A team of Alaska researchers led by ISER’s Tobias Schwoerer has proposed a new methodology to elicit and quantify expert scientific opinion in uncertain environmental applications. The work, which was co-authored with Joseph Little (UAF) and Gregory Hayward (Alaska Region, US Forest Service), appeared in an article in the Journal of Environmental Management under the title “Quantifying expert opinion with discrete choice models: Invasive elodea’s influence on Alaska salmonids.” The new methodology can be used to combine the expert perspectives of many scientists in a way that provides a quantitative measure of which aspects of the problem scientists agree upon and which aspects have less consensus.
Discrete choice modeling is often applied in market research to determine how consumers value various characteristics of a product. A sample of consumers is asked to make “discrete choices” between products with different combinations of characteristics. Each consumer faces a small set of choices, but statistical techniques can be used to combine the decisions of many consumers into an understanding of the relative importance of different characteristics across the many consumers. Similarly, Schwoerer and his team propose asking a large panel of scientists to each predict how a small number of different scenarios will affect an environmental objective. Those individual predictions are then combined statistically.

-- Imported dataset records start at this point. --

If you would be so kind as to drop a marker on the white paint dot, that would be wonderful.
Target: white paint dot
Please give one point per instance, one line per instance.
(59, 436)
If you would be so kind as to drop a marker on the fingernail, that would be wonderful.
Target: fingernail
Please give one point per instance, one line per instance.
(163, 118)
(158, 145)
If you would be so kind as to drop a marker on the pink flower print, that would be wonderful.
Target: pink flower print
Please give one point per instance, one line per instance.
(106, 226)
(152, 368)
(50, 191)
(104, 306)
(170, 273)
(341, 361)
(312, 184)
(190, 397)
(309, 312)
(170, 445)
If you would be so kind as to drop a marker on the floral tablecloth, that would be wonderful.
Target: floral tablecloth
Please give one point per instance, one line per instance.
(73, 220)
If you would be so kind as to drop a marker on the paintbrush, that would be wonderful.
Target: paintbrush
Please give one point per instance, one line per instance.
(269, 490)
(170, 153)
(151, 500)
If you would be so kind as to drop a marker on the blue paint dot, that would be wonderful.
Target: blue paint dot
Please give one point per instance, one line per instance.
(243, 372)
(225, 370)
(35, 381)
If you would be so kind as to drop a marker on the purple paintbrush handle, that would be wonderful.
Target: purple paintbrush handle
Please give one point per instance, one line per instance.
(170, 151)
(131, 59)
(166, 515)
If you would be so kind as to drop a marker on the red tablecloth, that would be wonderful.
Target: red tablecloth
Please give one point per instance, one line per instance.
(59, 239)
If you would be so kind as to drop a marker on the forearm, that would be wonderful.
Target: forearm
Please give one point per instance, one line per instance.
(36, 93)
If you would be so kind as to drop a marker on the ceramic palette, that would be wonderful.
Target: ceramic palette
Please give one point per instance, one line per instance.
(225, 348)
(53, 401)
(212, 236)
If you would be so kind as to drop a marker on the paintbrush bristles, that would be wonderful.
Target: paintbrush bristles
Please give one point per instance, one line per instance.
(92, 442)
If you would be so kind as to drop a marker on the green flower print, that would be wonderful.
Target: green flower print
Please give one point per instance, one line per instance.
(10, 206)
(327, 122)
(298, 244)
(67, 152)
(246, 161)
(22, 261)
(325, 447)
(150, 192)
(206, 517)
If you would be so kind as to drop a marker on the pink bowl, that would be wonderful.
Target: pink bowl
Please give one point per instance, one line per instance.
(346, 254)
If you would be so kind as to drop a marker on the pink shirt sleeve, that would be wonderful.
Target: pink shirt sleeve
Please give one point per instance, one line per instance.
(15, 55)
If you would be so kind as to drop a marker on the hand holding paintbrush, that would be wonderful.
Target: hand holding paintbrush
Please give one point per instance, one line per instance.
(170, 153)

This research applied the discrete choice methodology to elicit expert opinion on the impact of elodea, an invasive aquatic plant, on the sustainability of salmonid populations. A group of 56 experts evaluated various scenarios. The methodology allowed participation by a wide range of experts, including those from Alaska and from Outside and those with expertise in various aspects of the problem. Those experts showed strong agreement that the impact of elodea on dissolved oxygen levels was very important in assessing how elodea will affect salmonid population sustainability. There was less agreement on how changes in prey abundance and predator densities caused by elodea affect salmonid population sustainability.